Animation shows coal burning in Beijing gas beeb reduced significantly over the last 20 years. (Photo: CGTN)

"This is pretty remarkable since Beijing maintained a medium-to-high speed economic growth during this period. The climate conditions have become unfavorable in decades," noted He Kebin, professor with the Department of Air Pollution Control at Tsinghua University.

"Industrialization leads to urbanization, which itself brings about motorization. This process creates what we called 'combined air pollution.' The leading source of combined air pollution is PM 2.5 followed by ozone. Since 2015, Beijing has largely contained the amount of ozone, and this is not an easy task," He continued.

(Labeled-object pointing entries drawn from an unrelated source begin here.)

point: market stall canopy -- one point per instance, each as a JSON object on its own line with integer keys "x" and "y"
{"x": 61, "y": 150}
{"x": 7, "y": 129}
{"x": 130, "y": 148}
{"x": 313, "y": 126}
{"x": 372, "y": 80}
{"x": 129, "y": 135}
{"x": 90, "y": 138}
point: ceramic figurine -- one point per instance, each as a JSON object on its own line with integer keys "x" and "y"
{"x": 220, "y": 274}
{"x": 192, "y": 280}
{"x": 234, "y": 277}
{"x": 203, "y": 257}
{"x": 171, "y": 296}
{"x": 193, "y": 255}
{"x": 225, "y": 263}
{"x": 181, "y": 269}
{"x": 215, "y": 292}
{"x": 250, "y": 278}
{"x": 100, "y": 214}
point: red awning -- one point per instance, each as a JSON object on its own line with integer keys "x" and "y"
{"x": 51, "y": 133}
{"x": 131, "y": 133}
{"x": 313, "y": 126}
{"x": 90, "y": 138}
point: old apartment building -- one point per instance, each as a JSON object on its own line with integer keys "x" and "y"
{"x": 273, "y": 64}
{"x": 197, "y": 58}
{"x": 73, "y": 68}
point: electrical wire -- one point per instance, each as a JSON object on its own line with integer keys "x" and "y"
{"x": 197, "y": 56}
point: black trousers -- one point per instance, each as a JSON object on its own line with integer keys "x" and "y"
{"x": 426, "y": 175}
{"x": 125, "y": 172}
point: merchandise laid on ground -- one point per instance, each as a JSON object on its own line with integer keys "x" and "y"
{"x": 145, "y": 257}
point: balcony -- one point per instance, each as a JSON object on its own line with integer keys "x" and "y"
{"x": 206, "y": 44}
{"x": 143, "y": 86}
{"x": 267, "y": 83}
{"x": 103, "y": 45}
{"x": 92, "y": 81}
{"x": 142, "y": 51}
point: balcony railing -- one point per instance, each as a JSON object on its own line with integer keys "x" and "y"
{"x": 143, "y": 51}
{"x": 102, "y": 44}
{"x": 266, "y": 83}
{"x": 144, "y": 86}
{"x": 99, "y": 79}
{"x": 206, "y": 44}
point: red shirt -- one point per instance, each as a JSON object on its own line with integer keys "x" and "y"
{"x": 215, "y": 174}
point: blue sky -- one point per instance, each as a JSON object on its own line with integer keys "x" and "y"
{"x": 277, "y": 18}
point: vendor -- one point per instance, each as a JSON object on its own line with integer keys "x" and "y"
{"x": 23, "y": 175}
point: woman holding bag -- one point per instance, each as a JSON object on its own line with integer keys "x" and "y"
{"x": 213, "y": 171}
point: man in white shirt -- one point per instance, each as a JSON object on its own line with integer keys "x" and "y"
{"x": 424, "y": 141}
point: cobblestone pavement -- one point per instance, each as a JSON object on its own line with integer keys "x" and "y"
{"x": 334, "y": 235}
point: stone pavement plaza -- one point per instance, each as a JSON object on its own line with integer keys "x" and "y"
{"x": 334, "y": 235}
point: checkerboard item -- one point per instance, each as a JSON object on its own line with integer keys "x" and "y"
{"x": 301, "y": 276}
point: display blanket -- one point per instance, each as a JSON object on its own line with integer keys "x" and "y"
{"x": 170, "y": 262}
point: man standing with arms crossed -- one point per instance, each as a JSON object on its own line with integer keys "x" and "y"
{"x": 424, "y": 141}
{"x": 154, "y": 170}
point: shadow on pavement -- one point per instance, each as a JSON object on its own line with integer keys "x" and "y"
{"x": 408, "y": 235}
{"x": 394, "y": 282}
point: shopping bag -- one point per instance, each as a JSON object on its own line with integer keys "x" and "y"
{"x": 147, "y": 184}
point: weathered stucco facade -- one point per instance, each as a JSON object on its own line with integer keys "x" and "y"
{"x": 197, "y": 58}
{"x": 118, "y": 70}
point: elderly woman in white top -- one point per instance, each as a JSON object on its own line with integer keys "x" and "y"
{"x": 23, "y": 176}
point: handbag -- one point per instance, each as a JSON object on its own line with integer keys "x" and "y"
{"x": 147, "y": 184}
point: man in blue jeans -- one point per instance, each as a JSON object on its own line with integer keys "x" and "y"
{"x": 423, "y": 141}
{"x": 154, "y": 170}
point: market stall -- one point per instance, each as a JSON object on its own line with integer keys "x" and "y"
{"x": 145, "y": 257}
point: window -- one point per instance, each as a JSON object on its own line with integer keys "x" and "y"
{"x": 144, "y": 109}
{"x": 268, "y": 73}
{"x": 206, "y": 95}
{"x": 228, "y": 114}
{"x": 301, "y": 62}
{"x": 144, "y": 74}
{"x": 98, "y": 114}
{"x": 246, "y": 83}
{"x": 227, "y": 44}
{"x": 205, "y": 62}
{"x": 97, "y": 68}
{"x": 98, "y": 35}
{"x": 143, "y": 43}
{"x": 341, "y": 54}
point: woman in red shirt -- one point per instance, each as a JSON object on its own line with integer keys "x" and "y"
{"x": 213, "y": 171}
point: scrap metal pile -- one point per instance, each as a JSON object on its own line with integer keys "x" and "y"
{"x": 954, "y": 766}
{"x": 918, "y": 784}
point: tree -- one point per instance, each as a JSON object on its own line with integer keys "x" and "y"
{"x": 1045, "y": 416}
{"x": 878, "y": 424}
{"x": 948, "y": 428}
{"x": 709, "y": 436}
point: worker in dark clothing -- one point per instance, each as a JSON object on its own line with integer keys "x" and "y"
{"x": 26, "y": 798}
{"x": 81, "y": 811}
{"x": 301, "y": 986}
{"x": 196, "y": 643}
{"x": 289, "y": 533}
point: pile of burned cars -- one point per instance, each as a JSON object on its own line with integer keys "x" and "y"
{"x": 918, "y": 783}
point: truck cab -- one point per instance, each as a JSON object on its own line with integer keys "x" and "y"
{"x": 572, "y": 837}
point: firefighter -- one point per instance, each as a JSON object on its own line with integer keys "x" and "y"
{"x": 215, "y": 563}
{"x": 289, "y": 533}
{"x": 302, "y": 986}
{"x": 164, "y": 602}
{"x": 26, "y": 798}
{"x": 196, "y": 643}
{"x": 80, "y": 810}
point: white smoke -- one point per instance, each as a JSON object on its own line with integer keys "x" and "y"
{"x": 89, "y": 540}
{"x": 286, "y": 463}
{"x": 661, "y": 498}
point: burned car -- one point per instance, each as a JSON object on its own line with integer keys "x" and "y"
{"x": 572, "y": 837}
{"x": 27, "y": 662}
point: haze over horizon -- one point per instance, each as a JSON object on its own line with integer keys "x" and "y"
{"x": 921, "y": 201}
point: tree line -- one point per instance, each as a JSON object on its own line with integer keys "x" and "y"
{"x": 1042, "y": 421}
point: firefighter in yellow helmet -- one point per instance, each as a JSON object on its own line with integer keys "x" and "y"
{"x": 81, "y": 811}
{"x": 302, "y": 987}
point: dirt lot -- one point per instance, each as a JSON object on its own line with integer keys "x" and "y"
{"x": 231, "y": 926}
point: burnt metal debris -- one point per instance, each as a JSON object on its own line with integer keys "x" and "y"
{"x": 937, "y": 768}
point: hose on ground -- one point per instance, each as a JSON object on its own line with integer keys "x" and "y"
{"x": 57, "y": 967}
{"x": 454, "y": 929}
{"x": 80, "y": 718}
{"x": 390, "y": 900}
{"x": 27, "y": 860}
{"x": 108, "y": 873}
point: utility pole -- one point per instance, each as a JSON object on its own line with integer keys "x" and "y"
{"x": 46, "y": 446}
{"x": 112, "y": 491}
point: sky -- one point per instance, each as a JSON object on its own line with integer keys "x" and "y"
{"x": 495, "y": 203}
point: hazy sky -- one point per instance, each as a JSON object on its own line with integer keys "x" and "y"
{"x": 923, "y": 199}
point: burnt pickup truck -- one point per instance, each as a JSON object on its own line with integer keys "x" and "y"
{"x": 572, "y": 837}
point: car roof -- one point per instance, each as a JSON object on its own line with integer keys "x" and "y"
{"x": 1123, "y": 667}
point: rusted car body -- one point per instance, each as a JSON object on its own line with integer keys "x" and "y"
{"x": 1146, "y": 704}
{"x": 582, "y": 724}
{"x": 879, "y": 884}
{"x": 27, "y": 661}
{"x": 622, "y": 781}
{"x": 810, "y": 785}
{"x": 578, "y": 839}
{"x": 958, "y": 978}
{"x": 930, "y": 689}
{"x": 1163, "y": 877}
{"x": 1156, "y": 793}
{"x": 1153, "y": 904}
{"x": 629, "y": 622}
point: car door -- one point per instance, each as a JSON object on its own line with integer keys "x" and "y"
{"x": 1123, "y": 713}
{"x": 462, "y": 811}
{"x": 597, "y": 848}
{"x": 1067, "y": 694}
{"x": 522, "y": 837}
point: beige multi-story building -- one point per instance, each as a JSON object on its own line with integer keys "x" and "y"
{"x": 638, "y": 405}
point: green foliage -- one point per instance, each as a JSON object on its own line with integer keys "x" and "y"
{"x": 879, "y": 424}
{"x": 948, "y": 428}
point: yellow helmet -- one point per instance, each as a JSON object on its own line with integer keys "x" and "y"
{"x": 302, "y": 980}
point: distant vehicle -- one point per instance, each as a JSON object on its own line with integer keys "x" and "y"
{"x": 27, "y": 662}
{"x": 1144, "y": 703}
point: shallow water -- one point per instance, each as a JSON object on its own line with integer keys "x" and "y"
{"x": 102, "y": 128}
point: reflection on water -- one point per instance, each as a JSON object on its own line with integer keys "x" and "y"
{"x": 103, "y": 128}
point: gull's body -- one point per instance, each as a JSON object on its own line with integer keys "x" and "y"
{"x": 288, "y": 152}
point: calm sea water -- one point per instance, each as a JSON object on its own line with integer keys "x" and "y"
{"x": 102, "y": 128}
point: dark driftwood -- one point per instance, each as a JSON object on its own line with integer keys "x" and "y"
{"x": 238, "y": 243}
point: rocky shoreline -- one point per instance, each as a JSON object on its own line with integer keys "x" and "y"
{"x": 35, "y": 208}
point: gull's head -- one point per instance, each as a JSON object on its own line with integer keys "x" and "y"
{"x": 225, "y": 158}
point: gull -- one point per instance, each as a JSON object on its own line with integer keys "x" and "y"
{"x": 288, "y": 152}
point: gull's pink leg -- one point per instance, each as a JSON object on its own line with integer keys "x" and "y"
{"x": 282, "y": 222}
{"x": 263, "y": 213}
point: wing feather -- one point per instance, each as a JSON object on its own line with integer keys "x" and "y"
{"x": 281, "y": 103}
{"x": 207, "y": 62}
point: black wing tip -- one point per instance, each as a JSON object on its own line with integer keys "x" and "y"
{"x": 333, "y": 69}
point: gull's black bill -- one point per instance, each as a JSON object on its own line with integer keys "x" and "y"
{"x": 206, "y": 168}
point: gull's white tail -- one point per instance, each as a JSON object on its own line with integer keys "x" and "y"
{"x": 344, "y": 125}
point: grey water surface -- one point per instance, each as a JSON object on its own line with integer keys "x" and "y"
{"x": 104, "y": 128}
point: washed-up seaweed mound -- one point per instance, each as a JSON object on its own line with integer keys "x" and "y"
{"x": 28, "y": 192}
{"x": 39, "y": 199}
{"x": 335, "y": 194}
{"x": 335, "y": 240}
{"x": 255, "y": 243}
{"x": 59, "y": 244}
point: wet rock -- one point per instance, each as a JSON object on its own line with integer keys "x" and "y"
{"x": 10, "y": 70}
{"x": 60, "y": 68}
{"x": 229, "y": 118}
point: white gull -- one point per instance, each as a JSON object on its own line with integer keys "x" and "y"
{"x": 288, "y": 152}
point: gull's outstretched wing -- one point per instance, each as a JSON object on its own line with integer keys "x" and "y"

In the past two decades, Beijing has created a high-intensity monitoring network to fight air pollution. It has also strengthened the collaboration with its surrounding areas and identified Beijing, Tianjin as well as 26 other affected cities on the air pollution transmission route. The city has also cut down coal-based pollution, reducing coal burning from 28 million tons in 1998 to some 2 million tons today. In addition, stricter measures to reduce automobile-related pollution have been introduced to the Chinese capital, which is home to over 21 million people. 

"Beijing has done a lot to promote green vehicles. As far as I know, for example, the 2022 Winter Olympics would be a great opportunity to do so. Green vehicles represent the future of automobiles," he said.

At the same time, Beijing has made great efforts in developing green transport. By controlling the number of cars through a license-plate lottery system, improving gas quality, and limiting the number of vehicles on the road, Beijing has remarkably improved its air quality.

"Compared to 2013, the changes in air quality are unprecedented. There are more and more days meeting official air quality standards, with PM 2.5 levels witnessing a significant decline," Zou echoed.

In March 2019, in its Review of 20 Year's Air Pollution Control in Beijing, the United Nations praised Beijing for its work in improving air quality, saying that it provides valuable lessons for other cities around the world.

"All the experiences and knowledge that China is employing to great effects internally, and bringing more and more knowledge, and giving it to the rest of the world to help speed climate air pollution mitigation," Nathan Borgford-Parnell, UNEP Climate and Clean Alliance, told CGTN.

A long way to go

Figures released by the World Health Organization in 2018 show that nine out of 10 people breathe air containing high levels of pollutants. Around seven million people die every year from exposure to fine particles in polluted air that penetrate deep into the lungs and cardiovascular system.

Ozone at ground level is one of the major constituents of photochemical smog. Excessive ozone in the air can have a deadly impact on human health. It can cause breathing problems, trigger asthma, reduce the function of lungs and cause lung diseases.

Facing a deteriorating environment, many countries have begun to search for solutions. Currently, more than 300 cities around the world have taken measures to promote application of new energy sources. The Chilean government, for example, purchased electric buses from China, aiming to achieve electrification of all buses by 2040.

"In many ways, electric buses will substantially improve the life quality of the Chilean people. They are eco-friendly, because they won't pollute the air when operating," noted Sebastián Piñera, president of Chile.

"2019 is an important year not only because the World Environment Day which was defined by China was about 'Air Pollution', but many countries are working on enhancing their national contribution to increase ambition for mitigating their climate," Borgford-Parnell said.